En 2015, c’est à Anna Akhmatova qu’il s’attaquait. La poétesse russe a laissé derrière elle un Requiem anti-stalinien, écrit entre 1935 et 1940. Un texte en partie autobiographique, né de la longue, longue attente d’Akhmatova, de ces 17 mois qu’elle a passés à faire la queue devant la prison où son fils était incarcéré, dans l’espoir d’avoir de ses nouvelles. Des propos dramatiques et intenses à souhait, presque traumatiques, propres à inspirer ce chorégraphe qui aime les histoires à grandes émotions, parfois jusqu’au sensationnalisme. Sur le Quatuor à cordes no 8 de Chostakovitch, M. Eifman a composé ainsi « deux parties qui parlent concrètement des répressions staliniennes dans le monde. Le deuxième acte, sur le Requiem de Mozart, parle de problèmes plus larges — de vie, de mort, de résurrection ».
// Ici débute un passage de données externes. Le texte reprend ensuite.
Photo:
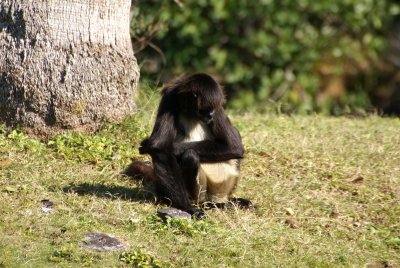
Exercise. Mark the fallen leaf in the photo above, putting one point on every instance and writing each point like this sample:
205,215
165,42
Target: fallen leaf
5,163
289,211
358,180
292,223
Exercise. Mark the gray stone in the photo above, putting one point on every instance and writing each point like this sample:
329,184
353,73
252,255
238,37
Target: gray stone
102,242
164,213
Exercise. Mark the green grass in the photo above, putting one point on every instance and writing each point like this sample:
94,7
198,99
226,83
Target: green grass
327,191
Depuis ses débuts, et la fondation de sa compagnie en 1977, le monde et sa Russie natale ont mué. Et aussi la danse. Qu’est-ce qui s’est le plus transformé dans la manière de faire du chorégraphe ? L’éternel« réécrivain » répond. « Je me suis toujours connecté, avant ou après la perestroïka, à mes visions. Mon monde intérieur n’a pas changé. À l’extérieur, si à l’époque soviétique je devais me battre pour être un artiste libre, j’évolue maintenant dans des conditions idéales. Je suis soutenu moralement et financièrement par l’État, et je suis complètement libre artistiquement. Si avant je devais me battre contre une censure extérieure, maintenant, c’est la censure intérieure que je dois combattre. Cette aspiration vers un spectacle idéal, parfait, qui fait naître l’autocritique et l’autocensure. »

Et quel serait ce spectacle idéal ? « Si je savais, rit-il, je l’aurais déjà fait ! »

Requiem

Du Eifman Ballet de Saint- Pétersbourg. Présenté par les Grands Ballets canadiens de Montréal (GBCM). À Place des Arts jusqu’au 25 février.